Benchmark announced that the U.S. Securities and Exchange Commission released a market‑structure reform proposal on June 11, targeting the repeal of Rules 611 and 610(e), a move that could reshape crypto pricing, market dynamics, and investor participation in tokenized assets.
Details of the SEC Proposal
The SEC aims to eliminate longstanding trading‑protection rules that have governed U.S. equities for nearly two decades. By removing the NBBO requirement and restrictions on locked or crossed quotations, the agency hopes to lower transaction costs, spur competition, and create room for blockchain‑driven innovation. The proposal explicitly cites the desire to enhance price efficiency for both traditional and tokenized securities.
Impact on Tokenized Stocks and On‑Chain Trading
Current Rule 611 forces trades to match the National Best Bid‑Ask price, while Rule 610(e) limits certain quote configurations, constraints that hinder Automated Market Maker (AMM) models prevalent in decentralized finance. Benchmark’s analysis suggests that discarding these rules could slash compliance expenses for tokenized shares and simplify on‑chain trading infrastructure. Investors may benefit from more fluid price discovery and reduced barriers to entry for crypto‑based platforms.

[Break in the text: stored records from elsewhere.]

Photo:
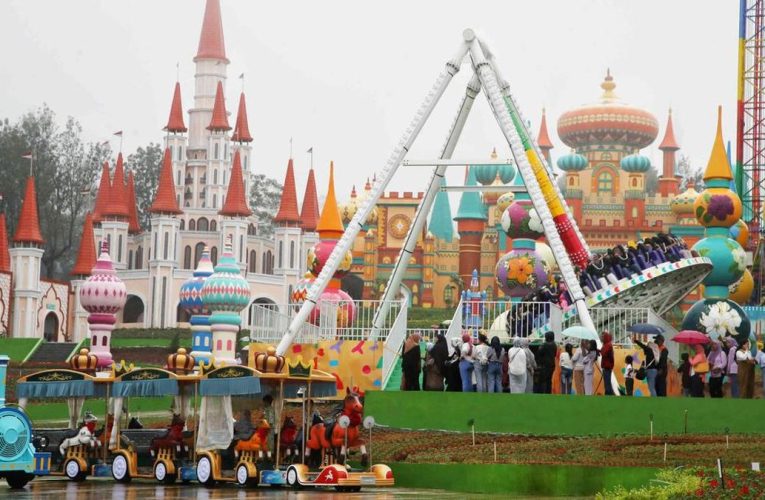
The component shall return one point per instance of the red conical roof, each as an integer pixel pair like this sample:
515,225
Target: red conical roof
133,225
5,256
220,117
103,196
28,228
211,45
241,128
309,215
543,139
86,257
117,200
175,120
236,198
165,201
288,211
669,141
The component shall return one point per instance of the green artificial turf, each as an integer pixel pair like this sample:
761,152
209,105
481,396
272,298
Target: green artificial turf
17,349
538,414
520,480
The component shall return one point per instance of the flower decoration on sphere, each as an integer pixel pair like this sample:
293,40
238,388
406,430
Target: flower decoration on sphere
520,272
320,252
517,221
337,301
717,207
718,318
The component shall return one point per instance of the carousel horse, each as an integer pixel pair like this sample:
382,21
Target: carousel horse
258,440
288,438
330,436
85,436
172,438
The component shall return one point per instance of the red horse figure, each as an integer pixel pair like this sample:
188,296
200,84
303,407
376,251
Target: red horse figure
173,437
331,436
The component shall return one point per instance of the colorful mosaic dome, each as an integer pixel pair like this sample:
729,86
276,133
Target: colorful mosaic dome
226,290
635,164
191,290
682,204
609,121
572,162
103,292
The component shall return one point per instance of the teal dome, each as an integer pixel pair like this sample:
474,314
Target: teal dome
506,173
572,162
636,164
485,174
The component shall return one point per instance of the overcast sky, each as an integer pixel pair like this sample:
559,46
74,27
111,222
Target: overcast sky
346,77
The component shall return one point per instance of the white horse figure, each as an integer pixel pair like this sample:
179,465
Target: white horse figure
84,436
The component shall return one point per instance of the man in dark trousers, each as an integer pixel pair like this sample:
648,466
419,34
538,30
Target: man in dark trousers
661,367
546,362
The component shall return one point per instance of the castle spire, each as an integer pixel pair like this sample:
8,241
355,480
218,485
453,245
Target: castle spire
309,214
175,120
5,256
117,201
330,225
103,196
211,44
165,201
241,128
288,211
134,226
236,199
28,228
219,119
86,256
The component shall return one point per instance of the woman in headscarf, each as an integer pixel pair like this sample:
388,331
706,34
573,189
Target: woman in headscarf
411,363
531,365
495,365
435,365
699,370
452,370
717,362
517,367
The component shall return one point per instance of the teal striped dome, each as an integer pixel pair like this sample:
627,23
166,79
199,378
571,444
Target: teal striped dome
572,162
636,164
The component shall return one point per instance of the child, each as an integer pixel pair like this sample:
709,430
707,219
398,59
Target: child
685,370
629,375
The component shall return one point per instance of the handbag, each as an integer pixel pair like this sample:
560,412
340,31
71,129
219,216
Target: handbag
640,374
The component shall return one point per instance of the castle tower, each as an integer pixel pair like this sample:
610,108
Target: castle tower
309,216
86,260
235,211
176,141
669,183
26,258
210,71
115,217
287,232
165,227
543,139
241,139
471,220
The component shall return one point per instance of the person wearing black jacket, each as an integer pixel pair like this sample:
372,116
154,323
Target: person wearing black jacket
546,363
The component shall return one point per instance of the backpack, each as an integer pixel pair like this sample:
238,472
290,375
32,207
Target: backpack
517,363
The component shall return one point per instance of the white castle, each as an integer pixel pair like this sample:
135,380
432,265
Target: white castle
201,201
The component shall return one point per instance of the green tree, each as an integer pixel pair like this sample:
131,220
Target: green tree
265,195
145,164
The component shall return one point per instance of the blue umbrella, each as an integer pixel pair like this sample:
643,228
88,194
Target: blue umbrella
646,329
580,332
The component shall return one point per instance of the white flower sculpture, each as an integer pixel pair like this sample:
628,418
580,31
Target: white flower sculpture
535,222
720,319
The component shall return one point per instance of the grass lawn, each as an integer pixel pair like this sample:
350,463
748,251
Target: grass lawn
538,414
17,349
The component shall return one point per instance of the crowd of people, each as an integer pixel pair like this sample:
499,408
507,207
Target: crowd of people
489,366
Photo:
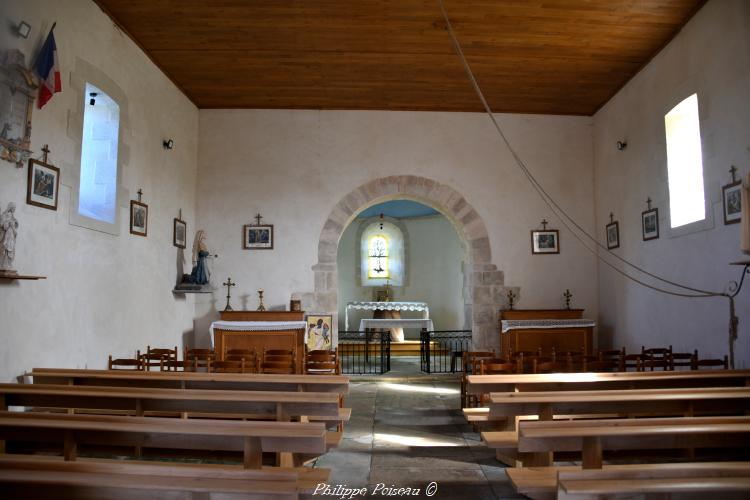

Outlook for Crypto Markets
If the SEC adopts the reforms, blockchain enterprises could gain a regulatory foothold, encouraging new entrants and potentially boosting crypto market liquidity. However, the easing of safeguards may also prompt heightened scrutiny from regulators concerned about market integrity. Stakeholders will watch closely to gauge how the changes influence investor confidence and the broader crypto ecosystem.